Hatta Biden, 500 bin elektrikli araç şarj istasyonu
kuracaklarını ve 1,5 milyon enerji dostu ev inşa edecekleri bilgisini de verdi
Biden ve ekibi, 2
trilyon ABD Doları tutarındaki iklim planını gerçeğe dönüştürmek ve 2035 yılına
kadar ABD’yi karbonsuz bir enerji sektörüne dönüştürmek için çalışacaklarmış.

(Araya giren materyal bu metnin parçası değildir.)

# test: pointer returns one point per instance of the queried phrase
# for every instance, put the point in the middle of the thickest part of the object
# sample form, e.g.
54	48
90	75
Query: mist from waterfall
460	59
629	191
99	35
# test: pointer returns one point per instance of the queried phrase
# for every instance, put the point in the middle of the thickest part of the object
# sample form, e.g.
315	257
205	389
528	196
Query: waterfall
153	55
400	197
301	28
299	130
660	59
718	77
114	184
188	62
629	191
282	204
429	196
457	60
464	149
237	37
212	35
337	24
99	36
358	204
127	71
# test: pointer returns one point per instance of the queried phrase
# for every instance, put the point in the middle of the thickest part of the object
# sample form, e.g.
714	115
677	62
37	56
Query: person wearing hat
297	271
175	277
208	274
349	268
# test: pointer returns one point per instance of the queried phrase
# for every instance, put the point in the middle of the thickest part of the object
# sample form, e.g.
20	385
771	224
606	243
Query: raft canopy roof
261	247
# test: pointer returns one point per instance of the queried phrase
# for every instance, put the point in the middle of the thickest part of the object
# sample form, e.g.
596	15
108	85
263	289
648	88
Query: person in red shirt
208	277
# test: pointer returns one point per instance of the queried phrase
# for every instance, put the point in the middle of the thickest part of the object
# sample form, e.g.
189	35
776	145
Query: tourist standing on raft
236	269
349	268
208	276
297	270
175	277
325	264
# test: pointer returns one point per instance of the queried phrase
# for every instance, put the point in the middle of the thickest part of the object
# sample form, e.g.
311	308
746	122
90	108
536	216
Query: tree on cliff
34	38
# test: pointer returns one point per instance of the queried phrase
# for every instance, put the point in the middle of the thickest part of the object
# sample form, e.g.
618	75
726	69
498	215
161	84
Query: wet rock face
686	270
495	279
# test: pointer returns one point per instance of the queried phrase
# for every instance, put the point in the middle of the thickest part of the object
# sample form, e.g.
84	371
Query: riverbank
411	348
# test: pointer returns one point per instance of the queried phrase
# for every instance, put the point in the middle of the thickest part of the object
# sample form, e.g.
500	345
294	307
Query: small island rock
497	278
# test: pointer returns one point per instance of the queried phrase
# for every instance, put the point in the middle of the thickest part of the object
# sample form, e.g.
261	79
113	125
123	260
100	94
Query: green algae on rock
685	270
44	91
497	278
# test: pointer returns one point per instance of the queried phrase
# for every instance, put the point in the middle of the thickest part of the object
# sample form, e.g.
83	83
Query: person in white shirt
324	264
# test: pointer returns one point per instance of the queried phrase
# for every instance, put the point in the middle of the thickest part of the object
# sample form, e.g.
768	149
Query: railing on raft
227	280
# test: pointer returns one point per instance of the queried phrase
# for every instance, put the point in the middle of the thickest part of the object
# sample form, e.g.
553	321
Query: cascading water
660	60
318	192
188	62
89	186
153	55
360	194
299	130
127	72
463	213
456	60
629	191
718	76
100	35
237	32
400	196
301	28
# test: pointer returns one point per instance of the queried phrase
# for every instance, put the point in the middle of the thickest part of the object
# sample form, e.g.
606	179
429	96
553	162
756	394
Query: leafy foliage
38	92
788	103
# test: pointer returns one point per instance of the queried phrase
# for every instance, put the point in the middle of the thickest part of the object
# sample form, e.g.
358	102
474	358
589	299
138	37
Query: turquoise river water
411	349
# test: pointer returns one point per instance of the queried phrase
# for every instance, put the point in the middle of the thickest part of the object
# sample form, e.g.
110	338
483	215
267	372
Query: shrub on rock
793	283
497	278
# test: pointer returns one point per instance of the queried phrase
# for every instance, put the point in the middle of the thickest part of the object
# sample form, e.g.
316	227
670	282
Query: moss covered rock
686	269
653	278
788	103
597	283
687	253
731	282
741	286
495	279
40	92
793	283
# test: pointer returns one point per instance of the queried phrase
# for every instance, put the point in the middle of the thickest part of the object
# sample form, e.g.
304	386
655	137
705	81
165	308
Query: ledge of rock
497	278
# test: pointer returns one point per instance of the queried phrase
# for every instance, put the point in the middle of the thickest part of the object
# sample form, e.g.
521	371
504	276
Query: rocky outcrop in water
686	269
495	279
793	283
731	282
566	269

Mayıs 2020de The Ecomonist dergisinde bir karikatür
yayınlanmıştı. Karikatürde dünyanın bir boks ringinde COVID-19’utemsil eden
virüs ile kavgası resmediliyordu. Burada dünyanın galip geleceğine vurgu
yapılıyordu.
Fakat resimde kenarda bekleyen daha güçlü, daha korkutucu
bir rakip görünüyordu. Bu eleme müsabakasında, ringe çıkmak için sırasını
bekleyen bu güç;“Climate Change”
yani iklim değişikliği idi.
Anlayacağınız Covid-19’dan sonra oluşturulacak korkunun
kaynağı belli. Peki, neden bunu ortaya atıyorlar?
Dünya Ekonomik Forumu
başkanı Klaus Schwab’ın da dikkat çektiği gibi “büyük reset” için! Artık eski
normale dönemeyiz diyerek tamda enigmatik çağa uygun bir dille kapitalizmi kötülüyor
ve yeni bir inşadan bahsediyor.
2008 mali krizinde 8 trilyon dolar civarında tutan kurtarma
paketlerinin maliyetini halklara ödeten ABD, o günden beri sürekli olarak para
basıyor. Balon neredeyse patladı patlayacak. Covid-19 tam da bu noktada imdada
yetişti.
Yeni dönemde iklim değişikliği palavrasını yeniden ortaya
atacaklar. Anlayacağınız “Yeni Yeşil Dünya”mızda, akıllı, dijital hükümetlerle
ve akıllı şehirlerimizde, tertemiz, mutlu, mesut yaşayacağız(!) Ancak unutmayın,
yeni dijital diktatörlüğün en büyük sloganı; “herkesin mutluluğu için” olacak.